Once everyone was in, the clanging noise started again, from over by the dock doors.

“Order, friends, order!” Bel shouted over the din.

The din slowly died down to a murmur. Bel waited but that was as quiet as it was ever going to get. She cleared her throat.

Bel spoke, “Okay, friends, Community-folks. Here’s what we need to decide. Young Dun here has a crazy fool plan that he wants us all to join in on.”

“Point of order, Chair!” someone shouted from the crowd.

“Yes,” Bel said tiredly. “What is it, Dory?”
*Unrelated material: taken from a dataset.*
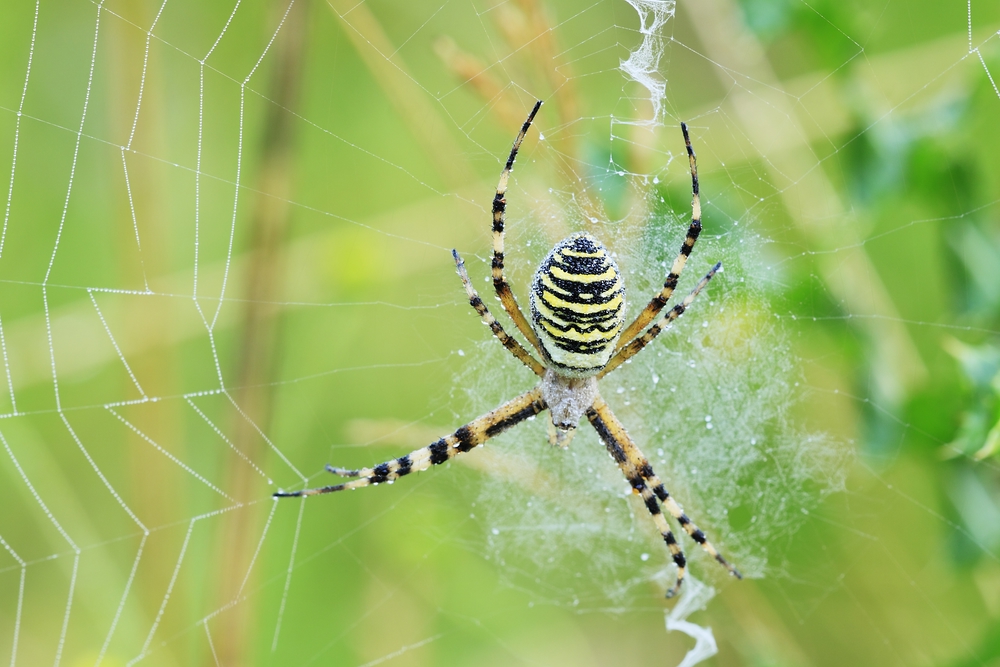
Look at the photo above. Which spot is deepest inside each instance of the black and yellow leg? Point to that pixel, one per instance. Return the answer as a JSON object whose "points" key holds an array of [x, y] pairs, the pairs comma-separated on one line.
{"points": [[512, 344], [499, 210], [642, 478], [636, 344], [473, 434], [670, 284]]}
“With respect, you’re condemning his plan before we’ve heard it,” Dory said.

“Hear hear!” another voice shouted.

“And,” Dory went on, “we’re behaving in a rather unconstitutional manner. Surely the motion should be proposed and so on before we discuss it and vote on it?”

“Right.”

Murmurs from the crowd rose up. Bel sighed and carried on. “All right, Order! Who’s going to propose this motion?”

“Me?” Dun said.

“No,” Bel said, “You can’t, you’re not Community.”

“I will!” came Stef’s voice from out of the crowd.

“Okay. Seconder?”

There was a slightly longer silence.

Tam spoke, “I’ll second him.”

Bel hissed breath out.

“Let him speak!” Dory shouted.

“Okay,” Bel said. “Take the stand.”

The stand turned out to be an upturned packing crate wedged in front of the door. Dun clambered up onto it and turned toward the expectant murmur.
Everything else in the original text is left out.